I almost talked about this article because it’s hard to write about Nightbirde without mentioning God, and it gets some people confused.
But this very connection is part of the gift Jane Marczewski gave us, and on March 4 when a service was held to celebrate her life in a church across town, it was the same enduring connection that I am sure would pierce the atmosphere.
What was it about Nightbirde, Zanesville’s character for “America’s Got Talent” Golden Buzzer, that struck a chord with many? How can she rejoice, at the age of three, hoping for a 2% chance of surviving because cancer ravaged her body? Why did she hope so boldly, laughing sincerely, living without fear of tomorrow?
Jane was a wonderful person:Zanesville singer and AGT Nightbirde star dies at 31
Her family sent this statement to NBC after news of Jane’s death: “Her lasting legacy will be the gift of hope she gave to so many through her music and the strength she found in Jesus.”
I had never met her, but it was evident even on TV: Nightbirde wore the unique appearance of a person with one foot on the ground, one through Heaven’s Gate, already looking through the curtain and glimpsing what was on the other side.
Like when you’re on a long road trip and you’re nearing your destination and suddenly it doesn’t matter your tight legs, rumbling stomach, and backache because you’re so close to where you’ve been hoping so hard, everything else vanishes.
There is a story in the Bible, in the Old Testament, of a man who was adopted by a royal family at a young age but spoiled his chances of living a privileged life when he killed a man and ran away. In the story, God – the deity of Jane Marczewsky, the one who met her “on the bathroom floor”, whom she “saw … infrequently … I felt his exhale, in his shadow, immersed in his eyes to read the letter he wrote to me in plaster: “I am sad too: .” (March 9, 2021, nightbirde.co/blog) – Use this man, Moses, to do extraordinary things.
Later in the story, when Moses leads an entire people through the wilderness to the Promised Land, he meets God on a mountaintop and does not realize, when he descends, that his face is “radiant.”
radiant.
“I am there to give people a gift”:The Zanesville Nightbirde singer impresses with America’s Got Talent
“I remind myself that I pray to God who let the Israelites remain lost for decades. They begged to reach the Promised Land, but instead let them wander, answering prayers they did not pray. For forty years, their shoes did not wear out. Fire lit their way every night. Every morning, He was sending them Bread of Mercy from Heaven,” Marszowski wrote in the same blog post.

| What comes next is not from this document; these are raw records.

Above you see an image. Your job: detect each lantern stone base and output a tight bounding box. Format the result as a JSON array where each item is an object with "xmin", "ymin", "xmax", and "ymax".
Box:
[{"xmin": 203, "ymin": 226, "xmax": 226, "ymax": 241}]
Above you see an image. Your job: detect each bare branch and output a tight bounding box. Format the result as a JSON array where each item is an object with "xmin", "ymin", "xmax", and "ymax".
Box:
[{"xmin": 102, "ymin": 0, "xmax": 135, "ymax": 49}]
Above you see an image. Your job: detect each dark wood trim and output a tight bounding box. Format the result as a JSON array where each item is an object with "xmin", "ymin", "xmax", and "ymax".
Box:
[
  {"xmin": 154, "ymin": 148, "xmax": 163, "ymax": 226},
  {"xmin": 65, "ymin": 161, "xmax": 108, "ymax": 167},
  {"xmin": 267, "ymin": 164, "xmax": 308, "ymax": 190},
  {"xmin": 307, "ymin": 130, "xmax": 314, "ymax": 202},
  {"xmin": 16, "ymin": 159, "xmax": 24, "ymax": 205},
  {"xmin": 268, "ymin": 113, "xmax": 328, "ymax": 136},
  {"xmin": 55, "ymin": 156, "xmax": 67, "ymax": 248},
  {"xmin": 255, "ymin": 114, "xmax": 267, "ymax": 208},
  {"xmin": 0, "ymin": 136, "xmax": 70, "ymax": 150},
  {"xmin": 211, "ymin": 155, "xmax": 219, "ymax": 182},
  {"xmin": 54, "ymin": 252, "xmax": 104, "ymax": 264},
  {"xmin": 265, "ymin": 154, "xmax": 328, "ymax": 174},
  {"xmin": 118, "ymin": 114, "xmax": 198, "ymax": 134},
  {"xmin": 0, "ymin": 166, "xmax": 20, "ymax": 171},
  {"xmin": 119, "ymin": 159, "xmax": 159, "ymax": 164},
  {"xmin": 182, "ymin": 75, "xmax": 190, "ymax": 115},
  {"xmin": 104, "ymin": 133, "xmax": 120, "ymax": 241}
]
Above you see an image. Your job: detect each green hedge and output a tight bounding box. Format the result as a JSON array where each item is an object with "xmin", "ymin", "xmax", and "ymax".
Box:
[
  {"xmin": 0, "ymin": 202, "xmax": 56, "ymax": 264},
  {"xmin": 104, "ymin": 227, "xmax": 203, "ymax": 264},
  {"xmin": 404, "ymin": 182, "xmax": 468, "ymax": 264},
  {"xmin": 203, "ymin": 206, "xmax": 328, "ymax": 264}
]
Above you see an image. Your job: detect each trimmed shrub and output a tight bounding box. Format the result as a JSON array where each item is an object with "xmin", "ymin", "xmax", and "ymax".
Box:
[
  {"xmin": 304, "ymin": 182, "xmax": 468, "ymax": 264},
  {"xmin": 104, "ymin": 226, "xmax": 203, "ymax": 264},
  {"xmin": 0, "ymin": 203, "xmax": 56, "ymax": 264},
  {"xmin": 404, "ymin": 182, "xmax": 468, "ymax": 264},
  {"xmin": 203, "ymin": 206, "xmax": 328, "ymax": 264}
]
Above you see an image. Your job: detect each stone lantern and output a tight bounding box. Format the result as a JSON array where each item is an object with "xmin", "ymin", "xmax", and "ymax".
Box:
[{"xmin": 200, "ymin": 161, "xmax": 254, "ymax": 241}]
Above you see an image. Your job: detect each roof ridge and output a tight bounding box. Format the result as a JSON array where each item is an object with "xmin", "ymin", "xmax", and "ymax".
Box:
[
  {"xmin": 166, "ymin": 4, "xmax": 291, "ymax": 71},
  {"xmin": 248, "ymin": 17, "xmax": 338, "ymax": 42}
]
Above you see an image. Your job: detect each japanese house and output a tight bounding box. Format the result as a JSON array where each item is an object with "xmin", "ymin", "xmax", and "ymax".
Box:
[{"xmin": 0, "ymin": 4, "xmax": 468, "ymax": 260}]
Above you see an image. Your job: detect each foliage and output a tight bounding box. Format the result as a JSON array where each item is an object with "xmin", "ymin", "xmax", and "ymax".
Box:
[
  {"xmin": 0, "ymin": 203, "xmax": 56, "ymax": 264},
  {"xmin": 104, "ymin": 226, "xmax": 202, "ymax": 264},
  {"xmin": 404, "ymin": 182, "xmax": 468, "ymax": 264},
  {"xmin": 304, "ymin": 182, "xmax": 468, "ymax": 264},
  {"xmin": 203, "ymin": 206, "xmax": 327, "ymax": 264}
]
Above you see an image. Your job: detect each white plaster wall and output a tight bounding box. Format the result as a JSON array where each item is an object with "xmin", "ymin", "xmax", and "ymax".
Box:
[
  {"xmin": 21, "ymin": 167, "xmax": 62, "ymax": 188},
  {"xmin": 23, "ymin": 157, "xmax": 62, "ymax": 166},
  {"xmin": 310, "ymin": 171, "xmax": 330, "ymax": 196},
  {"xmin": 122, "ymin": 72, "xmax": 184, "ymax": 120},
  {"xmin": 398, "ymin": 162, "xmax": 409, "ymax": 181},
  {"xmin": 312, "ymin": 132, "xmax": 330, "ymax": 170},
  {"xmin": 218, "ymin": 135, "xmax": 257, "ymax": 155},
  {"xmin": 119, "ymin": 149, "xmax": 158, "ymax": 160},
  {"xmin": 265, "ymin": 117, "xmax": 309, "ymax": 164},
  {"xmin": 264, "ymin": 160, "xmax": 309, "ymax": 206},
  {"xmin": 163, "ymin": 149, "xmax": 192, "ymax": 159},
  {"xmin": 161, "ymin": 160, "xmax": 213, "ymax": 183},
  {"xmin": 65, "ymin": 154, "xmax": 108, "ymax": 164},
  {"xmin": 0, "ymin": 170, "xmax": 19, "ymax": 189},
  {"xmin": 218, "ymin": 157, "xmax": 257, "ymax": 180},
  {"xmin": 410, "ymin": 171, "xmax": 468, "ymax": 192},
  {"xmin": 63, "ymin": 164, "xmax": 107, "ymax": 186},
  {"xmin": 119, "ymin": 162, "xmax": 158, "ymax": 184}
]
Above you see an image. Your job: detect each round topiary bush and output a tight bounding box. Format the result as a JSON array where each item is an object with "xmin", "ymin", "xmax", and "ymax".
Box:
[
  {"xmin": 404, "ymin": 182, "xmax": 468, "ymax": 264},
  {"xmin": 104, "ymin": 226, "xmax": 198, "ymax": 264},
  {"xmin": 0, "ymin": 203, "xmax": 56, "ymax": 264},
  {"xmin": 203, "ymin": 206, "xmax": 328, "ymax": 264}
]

“Call me a curse, call me lost, call me scorn,” she continued. “But that is not all. Call me the chosen, the blessed, and the wanted. Call me the one whose secrets God whispers to me. I am the one whose stomach was filled with the loaves of mercy that were hidden from me.”
The 31-year-old singer from central Ohio isn’t Moses, no. But her gift to us was a bright face and life because of her encounters with God. I am sure of that.
Not the long-haired, white-haired creature that sits atop a distant mountain and beats us up on a whim. Or the one whose world is limited to stained-glass windows and polished seats.
No, Nightbirde–with her defiantly cheerful smile, and her simple reassurance that “it’s all right”–gave us a glimpse of the one who meets us on the bathroom floor in our pain and brokenness, and who changes us after these encounters in such a way that even famous celebrities frankly English talents display judges admiration:” What is different about it?”
Jen Marczewski has used her very brief moment in the spotlight to point to something bigger, and we’ve all seen that. I felt it. I miss it, even.
look back:Nightbirde is out of America’s Got Talent, and says fighting cancer takes all her energy
She was more than just a beautiful voice, although that was part of it. It was a beacon of hope. A bird sings at night because it knows that morning is near.
She was, in a word, brilliant.
Abby Roy is the mother of three girls who make every day an adventure. You write to keep it safe. You can probably reach her at [email protected], but responses are based on bedtimes and weekends.